BACKGROUND: Polymorphisms of the vitamin D receptor (VDR) gene have been linked to both multiple sclerosis (MS) and osteoporosis. We examined the frequency of the Taq-I and Bsm-I polymorphisms of the vitamin D receptor (VDR) gene in 69 patients with MS and 81 age and sex-matched healthy individuals. Genotyping of Taq-I (rs731236) and Bsm-I (rs1544410) was performed using TaqMan SNP Genotyping Assay. All patients and controls had determination of body mass index (BMI), bone mineral density (BMD) and smoking history.

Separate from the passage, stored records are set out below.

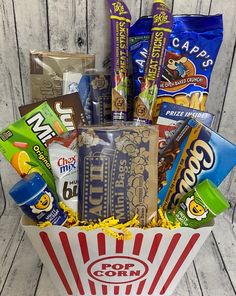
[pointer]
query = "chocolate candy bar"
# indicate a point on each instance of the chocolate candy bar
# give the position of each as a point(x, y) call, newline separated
point(118, 167)
point(194, 154)
point(120, 24)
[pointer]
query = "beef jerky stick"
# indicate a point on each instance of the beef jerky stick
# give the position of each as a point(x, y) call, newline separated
point(144, 108)
point(120, 24)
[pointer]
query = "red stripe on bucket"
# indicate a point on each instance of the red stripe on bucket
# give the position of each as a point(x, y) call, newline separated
point(71, 261)
point(48, 246)
point(138, 243)
point(164, 262)
point(92, 287)
point(128, 289)
point(104, 289)
point(101, 244)
point(116, 290)
point(119, 245)
point(154, 247)
point(140, 287)
point(181, 260)
point(83, 246)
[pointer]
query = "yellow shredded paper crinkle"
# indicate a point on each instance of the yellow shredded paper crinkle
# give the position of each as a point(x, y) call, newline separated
point(111, 226)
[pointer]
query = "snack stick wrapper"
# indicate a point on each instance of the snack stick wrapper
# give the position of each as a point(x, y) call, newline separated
point(191, 54)
point(24, 143)
point(120, 24)
point(162, 26)
point(64, 161)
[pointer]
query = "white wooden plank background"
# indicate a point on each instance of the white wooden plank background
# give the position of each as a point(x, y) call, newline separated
point(83, 25)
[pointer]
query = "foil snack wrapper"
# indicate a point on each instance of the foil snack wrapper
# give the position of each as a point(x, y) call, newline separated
point(120, 24)
point(118, 172)
point(144, 107)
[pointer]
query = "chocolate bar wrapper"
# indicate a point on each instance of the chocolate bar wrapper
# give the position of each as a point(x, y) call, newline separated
point(120, 24)
point(118, 167)
point(144, 107)
point(68, 108)
point(101, 98)
point(172, 116)
point(194, 154)
point(47, 69)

RESULTS: The mean age of patients was 39 ± 10.5 years compared to 38.7 ± 10.7 years of the controls (p = 0.86), the BMI was 24.8 ± 4.2 kg/m2 compared to 25.7 ± 4.8 kg/m2 of the controls (p = 0.23), the BMD in the lumbar spine 0.981 ± 0.15 compared to 1.025 ± 013 of the controls (p = 0.06) and the total hip BMD was 0.875 ± 0.14 compared to 0.969 ± 0.12 of the controls (p < 0.001). There were no differences of the Taq-I (TT, CT, CC) and Bsm-I genotypes (GG, GA, AA) and allelic frequencies between MS and control individuals. Multivariate analysis also failed to show any association of the Taq-I and Bsm-I polymorphisms and MS or sex, BMI, BMD and smoking history. CONCLUSIONS: This study suggests that the Taq-I and Bsm-I polymorphisms of the VDR gene are not associated with MS risk, BMI or BMD in the Greek population studied.